Some are very easy, just a price per item per month.
One recipient requires that the fee charged be based on different time
frames. E.g.:
1/1/2004 - 12/31/2004 $0.5 per item per month
1/1/2005 - 6/30/2005 $.04 per item per month
7/1/2005 - (until end) $.045 per item per month
Then there are just the flat-fee recipeints: e.g., $5,000.00 per year.
There are recipients that want different fees per area where their
service is given:
Latin America: $0.03 per item per month
UK: $0.05 per item per month
US: $0.06 per item per month
and it goes on like that.
There are those that will receive a different fee base on their ranking
in the market (how many items sold in an area).
We get a report for each area, for each month stating how many items
have been processed.
Do you believe I have to set up an SP that will calculate the payment
for each recipient? And, I'm thinking I'll have to have the data
hard-coded into the SP instead of building many tables to accommodate
the various data structures that would be necessary for each
payment/calculation type - including the necessity of building new
tables/stored procedures for any new contract that requries new payment
criteria.
Any thoughts welcome.
Celko Answers
>>I've a project that requires a billing system that has different requirements for each payment recipient .. Each payment requirement is stipulated in the contracts w/ each payment recipient .. Some are very easy, .. flat-fee recipeints.. recipients that want different fees per area where their service is given .. that will receive a different fee base on their ranking in the market (how many items sold in an area). <<
My first approach, without knowing more than this posting, would be to
create a single payments table with rows that give (recipient_id,
payment_date, payment_amt, payment_method, etc). Write a series of
front end procedure for creating the entire set of rows all at once. I
am assuming that "ranking in the market" takes place at the start of
the contract and not at payment time.
The app then goes to today's work and cuts a check to recipients "WHERE
ayment_date = CURRENT_TIMESTAMP" every morning.
SQL is not a computational language; it works much better with data.

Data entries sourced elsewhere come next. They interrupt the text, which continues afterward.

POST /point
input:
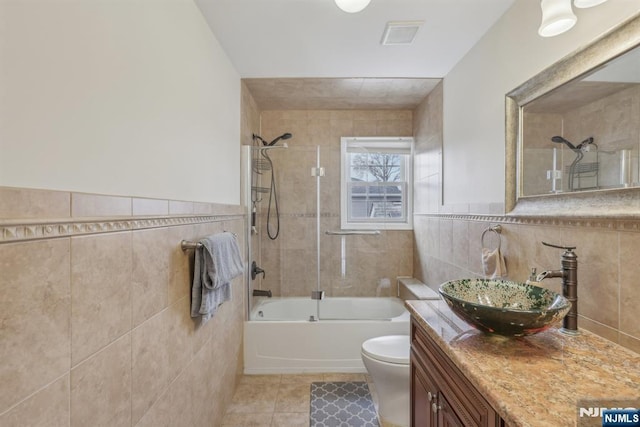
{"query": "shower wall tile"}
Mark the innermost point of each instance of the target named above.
(177, 207)
(97, 205)
(150, 264)
(629, 284)
(34, 314)
(100, 291)
(48, 407)
(101, 387)
(150, 206)
(98, 327)
(149, 364)
(629, 342)
(26, 203)
(290, 261)
(173, 408)
(180, 329)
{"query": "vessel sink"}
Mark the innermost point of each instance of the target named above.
(504, 307)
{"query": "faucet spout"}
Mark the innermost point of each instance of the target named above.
(549, 274)
(569, 275)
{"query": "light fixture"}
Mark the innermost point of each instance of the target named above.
(587, 3)
(352, 6)
(557, 17)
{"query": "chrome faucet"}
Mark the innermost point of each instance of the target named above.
(569, 275)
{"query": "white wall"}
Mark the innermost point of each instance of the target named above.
(118, 97)
(474, 92)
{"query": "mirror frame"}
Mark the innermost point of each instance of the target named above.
(620, 203)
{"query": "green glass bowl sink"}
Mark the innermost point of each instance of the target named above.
(504, 307)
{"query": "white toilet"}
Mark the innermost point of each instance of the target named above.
(387, 361)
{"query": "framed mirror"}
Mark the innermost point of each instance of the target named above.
(573, 133)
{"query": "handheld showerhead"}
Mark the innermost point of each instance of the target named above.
(268, 144)
(559, 139)
(584, 145)
(283, 136)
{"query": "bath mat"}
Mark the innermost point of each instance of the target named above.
(342, 404)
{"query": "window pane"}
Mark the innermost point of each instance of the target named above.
(375, 167)
(376, 201)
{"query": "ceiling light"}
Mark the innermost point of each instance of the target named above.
(400, 32)
(587, 3)
(557, 17)
(352, 6)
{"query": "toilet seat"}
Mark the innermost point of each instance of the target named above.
(391, 349)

>> I'm thinking I'll have to have the data hard-coded into the SP instead of building many tables to accommodate the various data structures that would be necessary for each payment/calculation type - including the necessity of building new tables/stored procedures for any new contract that requries new payment criteria.<<
hard wired code is not a good idea in SQL; the language is designed to
work with tables.
Think data, not process. Think complete sets that model complete facts
(like all the payments in a contract).